For workloads where multiple workers repeatedly access the same files, consider external caching solutions (Redis, shared filesystem) or restructuring the workload to minimize cross-worker file access.

Examples:

With context manager (cache cleared on exit):

from obstore.store import S3Store
from obspec_utils.wrappers import CachingReadableStore
from obspec_utils import ObjectStoreRegistry

s3_store = S3Store(bucket="my-bucket")

with CachingReadableStore(s3_store, max_size=512*1024*1024) as cached:
    registry = ObjectStoreRegistry({"s3://my-bucket": cached})
    # Use registry - first access fetches from S3, subsequent from cache
    store, path = registry.resolve("s3://my-bucket/file.nc")
    data = store.get_range(path, start=0, end=1000)
# Cache cleared automatically

With explicit cleanup:

cached = CachingReadableStore(s3_store)
registry = ObjectStoreRegistry({"s3://my-bucket": cached})
# ... use registry ...
cached.clear_cache()  # Explicit cleanup when done

cache_size property

cache_size: int

Current cache size in bytes.

cached_paths property

cached_paths: list[str]

List of currently cached paths (in LRU order, oldest first).

__enter__

__enter__() -> 'CachingReadableStore'

Enter the context manager.

__exit__

__exit__(exc_type, exc_val, exc_tb) -> None

Exit the context manager, clearing the cache.

__getattr__

__getattr__(name: str) -> Any

Forward unknown attributes to the underlying store.

This ensures CachingReadableStore is transparent for any additional public methods or attributes the underlying store may have.

Note: Private attributes (starting with '_') are not forwarded.

__init__

__init__(store: ReadableStore, max_size: int = 256 * 1024 * 1024) -> None

Create a caching wrapper around a store.

Parameters:

__reduce__

__reduce__()

Support pickling for multiprocessing and distributed frameworks.
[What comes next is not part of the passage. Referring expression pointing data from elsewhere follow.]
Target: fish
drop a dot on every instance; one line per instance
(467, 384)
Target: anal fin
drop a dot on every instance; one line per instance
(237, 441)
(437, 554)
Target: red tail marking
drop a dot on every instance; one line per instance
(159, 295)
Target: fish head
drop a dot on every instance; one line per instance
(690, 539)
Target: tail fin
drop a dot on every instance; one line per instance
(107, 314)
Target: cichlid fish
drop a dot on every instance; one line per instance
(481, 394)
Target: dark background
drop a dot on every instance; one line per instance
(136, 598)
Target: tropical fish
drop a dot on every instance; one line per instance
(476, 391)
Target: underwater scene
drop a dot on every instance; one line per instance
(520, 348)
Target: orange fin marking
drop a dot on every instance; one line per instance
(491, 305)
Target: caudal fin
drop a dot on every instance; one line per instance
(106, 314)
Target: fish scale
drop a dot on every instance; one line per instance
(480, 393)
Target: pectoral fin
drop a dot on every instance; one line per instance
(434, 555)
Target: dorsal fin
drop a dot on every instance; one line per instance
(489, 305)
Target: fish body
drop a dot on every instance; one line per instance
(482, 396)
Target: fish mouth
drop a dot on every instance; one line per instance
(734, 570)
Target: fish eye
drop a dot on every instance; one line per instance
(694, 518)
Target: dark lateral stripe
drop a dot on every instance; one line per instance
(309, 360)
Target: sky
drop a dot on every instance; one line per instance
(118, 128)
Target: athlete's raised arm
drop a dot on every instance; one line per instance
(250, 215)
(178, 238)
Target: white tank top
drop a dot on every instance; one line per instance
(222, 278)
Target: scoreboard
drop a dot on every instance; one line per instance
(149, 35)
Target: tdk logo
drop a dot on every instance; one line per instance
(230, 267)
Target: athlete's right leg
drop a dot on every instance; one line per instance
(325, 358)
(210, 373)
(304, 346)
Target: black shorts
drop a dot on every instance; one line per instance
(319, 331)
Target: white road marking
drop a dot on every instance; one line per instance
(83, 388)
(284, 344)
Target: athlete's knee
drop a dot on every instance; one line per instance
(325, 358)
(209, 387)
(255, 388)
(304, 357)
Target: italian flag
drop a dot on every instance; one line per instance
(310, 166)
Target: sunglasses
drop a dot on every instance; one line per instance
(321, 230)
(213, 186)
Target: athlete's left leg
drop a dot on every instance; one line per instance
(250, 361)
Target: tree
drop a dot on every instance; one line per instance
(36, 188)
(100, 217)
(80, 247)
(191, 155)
Returns a fresh instance with an empty cache. This is intentional: serializing the full cache contents would be inefficient for distributed workloads where each worker typically processes different files.
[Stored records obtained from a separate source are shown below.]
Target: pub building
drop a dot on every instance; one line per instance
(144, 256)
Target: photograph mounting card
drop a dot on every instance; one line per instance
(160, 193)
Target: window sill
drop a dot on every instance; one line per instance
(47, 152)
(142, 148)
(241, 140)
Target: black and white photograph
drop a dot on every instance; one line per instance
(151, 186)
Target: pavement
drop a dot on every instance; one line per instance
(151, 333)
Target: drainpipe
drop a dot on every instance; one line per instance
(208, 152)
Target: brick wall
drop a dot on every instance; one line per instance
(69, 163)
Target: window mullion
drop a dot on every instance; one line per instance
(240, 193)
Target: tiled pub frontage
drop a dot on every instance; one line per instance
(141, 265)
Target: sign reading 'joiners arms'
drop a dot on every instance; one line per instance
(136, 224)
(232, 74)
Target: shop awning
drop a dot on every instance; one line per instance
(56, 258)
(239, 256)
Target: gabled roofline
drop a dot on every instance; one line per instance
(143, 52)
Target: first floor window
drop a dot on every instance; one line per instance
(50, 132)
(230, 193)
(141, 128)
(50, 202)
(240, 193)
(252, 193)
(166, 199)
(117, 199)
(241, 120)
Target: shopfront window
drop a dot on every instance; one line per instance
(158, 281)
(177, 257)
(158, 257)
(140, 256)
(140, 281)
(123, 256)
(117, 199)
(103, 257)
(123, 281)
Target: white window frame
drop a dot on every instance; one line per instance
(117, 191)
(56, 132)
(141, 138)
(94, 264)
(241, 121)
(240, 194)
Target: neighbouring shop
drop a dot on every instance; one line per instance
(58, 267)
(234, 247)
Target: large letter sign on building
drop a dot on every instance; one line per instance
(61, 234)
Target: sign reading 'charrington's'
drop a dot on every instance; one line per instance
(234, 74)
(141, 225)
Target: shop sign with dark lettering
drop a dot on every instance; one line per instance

The underlying store and max_size configuration are preserved.

clear_cache

clear_cache() -> None

Clear all cached objects.

get

get(path: str, *, options: GetOptions | None = None) -> GetResult

Get entire file, using cache if available.

get_async async

get_async(path: str, *, options: GetOptions | None = None) -> GetResultAsync

Get entire file async, using cache if available.

get_range

get_range(
    path: str, *, start: int, end: int | None = None, length: int | None = None
) -> Buffer

Get a byte range, caching the full object first if needed.

get_range_async async

get_range_async(
    path: str, *, start: int, end: int | None = None, length: int | None = None
) -> Buffer

Get a byte range async, caching the full object first if needed.

get_ranges

get_ranges(
    path: str,
    *,
    starts: Sequence[int],
    ends: Sequence[int] | None = None,
    lengths: Sequence[int] | None = None,
) -> Sequence[Buffer]

Get multiple byte ranges, caching the full object first if needed.

get_ranges_async async

get_ranges_async(
    path: str,
    *,
    starts: Sequence[int],
    ends: Sequence[int] | None = None,
    lengths: Sequence[int] | None = None,
) -> Sequence[Buffer]

Get multiple byte ranges async, caching the full object first if needed.

head

head(path: str) -> ObjectMeta

Get file metadata (delegates to underlying store).

head_async async

head_async(path: str) -> ObjectMeta

Get file metadata async (delegates to underlying store).